A guerra é o pior momento de se apaixonar. Escondidinho no catálogo da Prime Video está uma pérola europeia que apresenta com brilhantismo um indigesto encontro premeditado com o objetivo de descobrir que matou uma pessoa anos atrás. Dirigido pela cineasta francesa Josée Dayan, o filme lançado em 2008, A Noite do Traidor parece uma mistério de Agatha Christie, daqueles mesmo onde só descobrimos o culpado nos últimos minutos.

Na trama, conhecemos Marie (Nathalie Baye), uma mulher da alta sociedade francesa no pós guerra que resolve reunir alguns amigos de um grupo que fez parte da resistência francesa durante a ocupação nazista mas que não se viam faz mais de uma década. Após amistosas reapresentações, o clima esquenta, com o grupo descobrindo que seu líder, morto em uma possível emboscada durante os conflitos de outrora, foi traído por um deles. Assim, uma pergunta terá que ter respostas, qual deles foi o traidor?

É um exercício interessante pensar sobre a direção de arte e os enquadramentos, já que são muitos personagens em cena que se passam em dois cômodos complementares de uma casa. O preenchimento em tela, usando a criatividade do posicionamento parece transportar um ar teatral com impacto de quem está no comando da oratória. Assim, versões de fatos se confrontam. Com a mira em constante mudança, parece que estamos vendo um julgamento onde muitos personagens vão se revezando em um banco de réus imaginário.

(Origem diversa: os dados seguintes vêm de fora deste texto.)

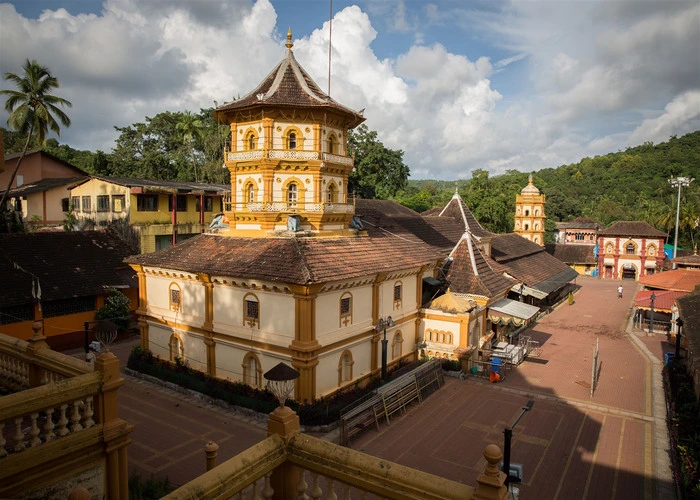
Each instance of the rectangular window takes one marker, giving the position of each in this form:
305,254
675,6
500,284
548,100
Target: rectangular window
208,204
181,203
87,204
118,203
345,306
103,203
147,202
251,309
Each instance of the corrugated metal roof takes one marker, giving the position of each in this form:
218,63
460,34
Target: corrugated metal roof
514,308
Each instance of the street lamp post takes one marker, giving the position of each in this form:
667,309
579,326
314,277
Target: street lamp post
508,435
678,181
382,325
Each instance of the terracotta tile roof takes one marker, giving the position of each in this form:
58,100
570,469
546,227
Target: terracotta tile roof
68,264
44,185
579,223
289,85
304,260
486,281
161,186
663,299
572,254
459,211
632,229
684,280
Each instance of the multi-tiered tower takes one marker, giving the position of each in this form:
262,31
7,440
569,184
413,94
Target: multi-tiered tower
529,213
288,156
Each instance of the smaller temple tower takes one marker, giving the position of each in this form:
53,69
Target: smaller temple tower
529,213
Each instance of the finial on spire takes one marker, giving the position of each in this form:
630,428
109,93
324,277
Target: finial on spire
289,43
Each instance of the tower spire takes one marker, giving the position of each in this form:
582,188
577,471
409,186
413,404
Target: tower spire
289,43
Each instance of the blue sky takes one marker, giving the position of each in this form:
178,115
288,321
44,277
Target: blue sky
457,84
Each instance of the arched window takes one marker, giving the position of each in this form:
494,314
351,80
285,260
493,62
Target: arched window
396,345
332,194
345,368
345,309
252,371
332,144
292,194
251,141
175,297
251,311
177,349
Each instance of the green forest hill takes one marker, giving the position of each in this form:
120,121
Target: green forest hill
627,185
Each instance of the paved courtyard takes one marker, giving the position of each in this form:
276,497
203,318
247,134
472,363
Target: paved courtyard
572,445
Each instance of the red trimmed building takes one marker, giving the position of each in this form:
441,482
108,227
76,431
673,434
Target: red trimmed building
630,250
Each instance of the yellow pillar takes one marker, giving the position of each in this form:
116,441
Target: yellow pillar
491,483
115,430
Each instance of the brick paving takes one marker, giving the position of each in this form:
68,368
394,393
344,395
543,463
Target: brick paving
571,445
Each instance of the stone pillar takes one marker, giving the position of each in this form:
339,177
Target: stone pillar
285,423
212,451
491,483
37,342
115,430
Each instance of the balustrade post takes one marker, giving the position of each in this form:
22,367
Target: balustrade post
36,343
491,483
115,430
211,450
285,423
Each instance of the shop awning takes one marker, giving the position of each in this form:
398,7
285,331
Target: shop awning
529,291
507,311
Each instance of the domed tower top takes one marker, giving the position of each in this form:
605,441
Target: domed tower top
287,86
530,188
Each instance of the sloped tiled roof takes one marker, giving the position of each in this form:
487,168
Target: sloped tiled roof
301,261
68,264
289,85
475,276
579,223
161,186
684,280
663,299
44,185
456,209
632,229
572,254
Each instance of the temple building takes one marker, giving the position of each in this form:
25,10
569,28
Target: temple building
340,289
529,213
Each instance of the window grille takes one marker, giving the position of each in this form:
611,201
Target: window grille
63,307
251,309
103,203
147,202
15,314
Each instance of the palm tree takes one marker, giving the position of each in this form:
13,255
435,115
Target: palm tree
190,126
32,108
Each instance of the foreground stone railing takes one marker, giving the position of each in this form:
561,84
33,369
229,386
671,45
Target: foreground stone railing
289,464
59,424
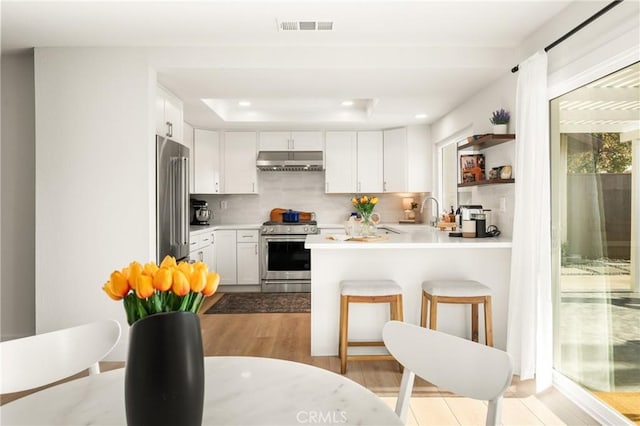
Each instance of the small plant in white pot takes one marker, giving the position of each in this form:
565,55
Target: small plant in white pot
500,120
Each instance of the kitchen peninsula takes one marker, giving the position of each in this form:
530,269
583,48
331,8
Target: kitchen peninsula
408,255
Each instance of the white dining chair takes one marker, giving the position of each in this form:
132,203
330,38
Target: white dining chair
457,365
38,360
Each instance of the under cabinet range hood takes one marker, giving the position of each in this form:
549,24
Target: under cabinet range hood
290,161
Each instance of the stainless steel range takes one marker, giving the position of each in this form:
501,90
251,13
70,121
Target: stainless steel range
285,263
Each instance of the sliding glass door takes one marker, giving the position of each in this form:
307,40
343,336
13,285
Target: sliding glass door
595,153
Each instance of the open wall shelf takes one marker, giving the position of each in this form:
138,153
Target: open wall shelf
485,182
480,142
487,141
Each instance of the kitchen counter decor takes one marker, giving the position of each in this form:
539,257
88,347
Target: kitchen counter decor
364,206
164,372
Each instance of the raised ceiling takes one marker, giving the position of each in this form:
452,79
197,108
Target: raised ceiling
397,58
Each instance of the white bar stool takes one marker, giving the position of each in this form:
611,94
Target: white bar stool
366,291
458,292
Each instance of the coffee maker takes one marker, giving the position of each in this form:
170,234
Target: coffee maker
473,221
200,213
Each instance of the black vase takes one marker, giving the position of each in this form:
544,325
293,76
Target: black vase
164,373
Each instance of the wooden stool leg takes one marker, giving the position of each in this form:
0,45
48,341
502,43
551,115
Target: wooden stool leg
423,310
488,321
344,326
474,322
398,316
433,313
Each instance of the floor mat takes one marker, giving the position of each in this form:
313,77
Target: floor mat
250,303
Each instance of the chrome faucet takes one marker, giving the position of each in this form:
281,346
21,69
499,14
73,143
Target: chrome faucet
434,218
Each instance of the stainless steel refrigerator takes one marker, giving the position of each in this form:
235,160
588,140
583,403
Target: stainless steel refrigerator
172,199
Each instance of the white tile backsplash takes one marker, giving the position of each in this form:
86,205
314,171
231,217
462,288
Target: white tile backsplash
302,191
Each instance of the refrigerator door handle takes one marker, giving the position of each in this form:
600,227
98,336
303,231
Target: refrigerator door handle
184,200
179,194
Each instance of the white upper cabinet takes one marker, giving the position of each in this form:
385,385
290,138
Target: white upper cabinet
169,115
187,140
370,161
341,162
291,141
240,172
206,162
395,160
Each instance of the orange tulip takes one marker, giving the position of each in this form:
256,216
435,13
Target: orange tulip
119,284
198,280
150,269
186,268
201,266
108,288
135,270
144,286
180,284
163,279
168,261
213,279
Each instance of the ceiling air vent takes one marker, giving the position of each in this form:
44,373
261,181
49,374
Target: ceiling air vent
305,25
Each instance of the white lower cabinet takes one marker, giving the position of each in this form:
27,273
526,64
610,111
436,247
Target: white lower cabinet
201,248
236,256
248,265
225,241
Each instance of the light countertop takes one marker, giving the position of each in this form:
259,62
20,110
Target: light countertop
407,237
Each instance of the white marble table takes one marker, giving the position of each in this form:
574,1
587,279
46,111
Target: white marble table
238,391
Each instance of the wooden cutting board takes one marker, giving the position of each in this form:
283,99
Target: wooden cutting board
276,215
369,239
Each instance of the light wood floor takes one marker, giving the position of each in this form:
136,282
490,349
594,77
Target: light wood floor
287,336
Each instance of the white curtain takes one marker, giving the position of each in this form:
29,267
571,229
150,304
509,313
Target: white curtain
529,334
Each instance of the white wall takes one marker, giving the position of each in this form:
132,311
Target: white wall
94,180
474,114
302,191
18,196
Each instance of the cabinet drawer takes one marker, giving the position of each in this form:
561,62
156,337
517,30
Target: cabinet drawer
194,242
247,235
206,239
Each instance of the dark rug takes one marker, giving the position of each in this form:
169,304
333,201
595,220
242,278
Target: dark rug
252,303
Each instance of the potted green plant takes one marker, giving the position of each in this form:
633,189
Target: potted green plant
500,119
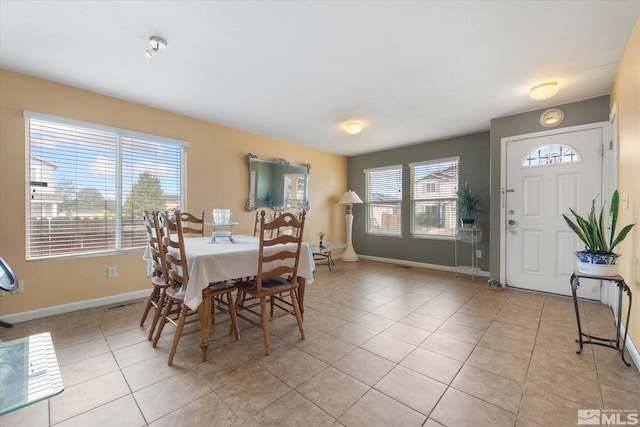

A narrativa insiste em apresentar de forma contundente o confronto. Suspeitas antigas, rusgas do passado, um balé de desconfiança que levam a becos sem saídas. Passados políticos se misturam com hipocrisias até então colocadas como inquestionáveis, a tal da falta de auto crítica em qualquer debate nessa direção. Indo e voltando dentro de um contexto de guerra e os novos pensares no pós guerra colocam em choque antigos dilemas apresentando as fraquezas de muitos personagens em conflitos.

Remake de um clássico do final dos anos 50, A Noite do Traidor é uma obra audiovisual exigente no seu discurso e na sua forma fato que leva o espectador a uma jornada que incita a reflexão.